Chronic thromboembolic pulmonary hypertension (CTEPH) is the most severe long-term consequence of acute pulmonary embolism (PE) and is frequently diagnosed at an advanced stage. It is characterized by thromboembolic pulmonary vascular lesions, persisting despite adequate anticoagulant therapy and leading to increased pulmonary artery pressures and secondary microvascular vasculopathy. Initially, the right ventricle will adapt to the increased pulmonary pressures by increasing its wall thickness (hypertrophy). However, as the disease advances and pulmonary pressures increase even more, the right ventricle will dilate and eventually, if left untreated, right ventricular failure will occur.

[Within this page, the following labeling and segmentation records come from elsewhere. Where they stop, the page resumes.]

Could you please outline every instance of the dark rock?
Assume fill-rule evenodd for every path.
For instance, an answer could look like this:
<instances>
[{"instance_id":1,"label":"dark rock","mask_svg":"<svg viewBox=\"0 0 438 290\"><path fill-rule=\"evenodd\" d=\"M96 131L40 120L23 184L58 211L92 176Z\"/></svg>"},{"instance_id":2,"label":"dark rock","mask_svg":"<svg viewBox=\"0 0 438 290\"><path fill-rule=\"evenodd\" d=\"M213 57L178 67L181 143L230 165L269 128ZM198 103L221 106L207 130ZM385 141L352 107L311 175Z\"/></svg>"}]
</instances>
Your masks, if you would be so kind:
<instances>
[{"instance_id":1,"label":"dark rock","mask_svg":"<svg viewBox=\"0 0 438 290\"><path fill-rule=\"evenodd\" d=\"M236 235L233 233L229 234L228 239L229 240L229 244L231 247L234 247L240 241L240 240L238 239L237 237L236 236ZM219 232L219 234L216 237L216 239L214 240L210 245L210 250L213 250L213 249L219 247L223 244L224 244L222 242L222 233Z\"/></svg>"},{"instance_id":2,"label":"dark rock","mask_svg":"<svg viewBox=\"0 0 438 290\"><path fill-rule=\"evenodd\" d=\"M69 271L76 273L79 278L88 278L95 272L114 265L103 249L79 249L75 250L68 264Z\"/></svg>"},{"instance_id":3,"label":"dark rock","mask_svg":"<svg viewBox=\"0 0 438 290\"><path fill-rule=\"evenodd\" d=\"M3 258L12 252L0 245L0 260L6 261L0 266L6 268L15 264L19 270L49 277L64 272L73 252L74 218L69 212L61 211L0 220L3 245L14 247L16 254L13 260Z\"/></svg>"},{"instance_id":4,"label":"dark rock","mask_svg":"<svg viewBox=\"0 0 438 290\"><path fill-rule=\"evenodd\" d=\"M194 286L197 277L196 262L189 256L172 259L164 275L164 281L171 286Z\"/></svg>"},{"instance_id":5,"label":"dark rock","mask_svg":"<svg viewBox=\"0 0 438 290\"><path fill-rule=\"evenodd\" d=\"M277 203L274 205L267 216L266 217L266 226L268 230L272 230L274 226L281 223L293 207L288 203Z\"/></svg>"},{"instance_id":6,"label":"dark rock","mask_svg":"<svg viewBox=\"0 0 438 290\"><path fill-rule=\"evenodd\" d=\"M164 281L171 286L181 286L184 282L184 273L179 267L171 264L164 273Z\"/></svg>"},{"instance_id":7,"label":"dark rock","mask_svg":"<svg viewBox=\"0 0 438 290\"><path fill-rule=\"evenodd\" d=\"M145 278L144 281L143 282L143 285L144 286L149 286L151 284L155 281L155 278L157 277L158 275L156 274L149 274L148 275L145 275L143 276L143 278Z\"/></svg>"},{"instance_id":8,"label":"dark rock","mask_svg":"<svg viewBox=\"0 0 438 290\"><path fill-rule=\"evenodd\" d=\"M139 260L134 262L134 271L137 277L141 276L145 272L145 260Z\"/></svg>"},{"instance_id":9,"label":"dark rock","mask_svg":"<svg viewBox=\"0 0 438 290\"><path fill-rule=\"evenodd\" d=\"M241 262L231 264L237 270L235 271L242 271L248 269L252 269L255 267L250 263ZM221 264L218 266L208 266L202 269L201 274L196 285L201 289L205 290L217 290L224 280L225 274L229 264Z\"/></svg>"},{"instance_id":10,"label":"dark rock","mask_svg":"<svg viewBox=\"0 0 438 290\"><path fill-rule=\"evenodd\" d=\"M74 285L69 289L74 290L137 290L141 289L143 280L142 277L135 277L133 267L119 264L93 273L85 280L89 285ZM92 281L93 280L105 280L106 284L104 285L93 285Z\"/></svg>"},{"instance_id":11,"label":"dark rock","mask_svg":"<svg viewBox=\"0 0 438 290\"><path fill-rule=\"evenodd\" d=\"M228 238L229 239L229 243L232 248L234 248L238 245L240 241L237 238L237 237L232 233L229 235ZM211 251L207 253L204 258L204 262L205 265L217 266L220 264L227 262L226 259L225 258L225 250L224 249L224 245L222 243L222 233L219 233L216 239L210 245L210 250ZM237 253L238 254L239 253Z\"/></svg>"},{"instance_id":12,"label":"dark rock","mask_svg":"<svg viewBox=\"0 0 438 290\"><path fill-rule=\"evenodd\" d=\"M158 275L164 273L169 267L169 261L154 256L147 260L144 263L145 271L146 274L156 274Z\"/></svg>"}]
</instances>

Pulmonary endarterectomy (PEA) is the gold standard treatment for patients with CTEPH, in which the obstructive thromboembolic lesions are surgically removed. PEA results in significant hemodynamic and functional improvement. However, some patients will have residual pulmonary hypertension (PH) or exercise intolerance after PEA. To investigate the mechanism of residual pulmonary hypertension and exercise intolerance after PEA, it is important to understand CTEPH from both the perspective of the pulmonary arteries and the right ventricle.
In this thesis we aimed to improve our understanding of CTEPH, from early detection of the disease to long-term management after treatment, in order to contribute to earlier recognition of CTEPH and a better patient selection for PEA. To accomplish our aim we investigated the manifestations of CTEPH in two locations: in the pulmonary arteries and the right ventricle.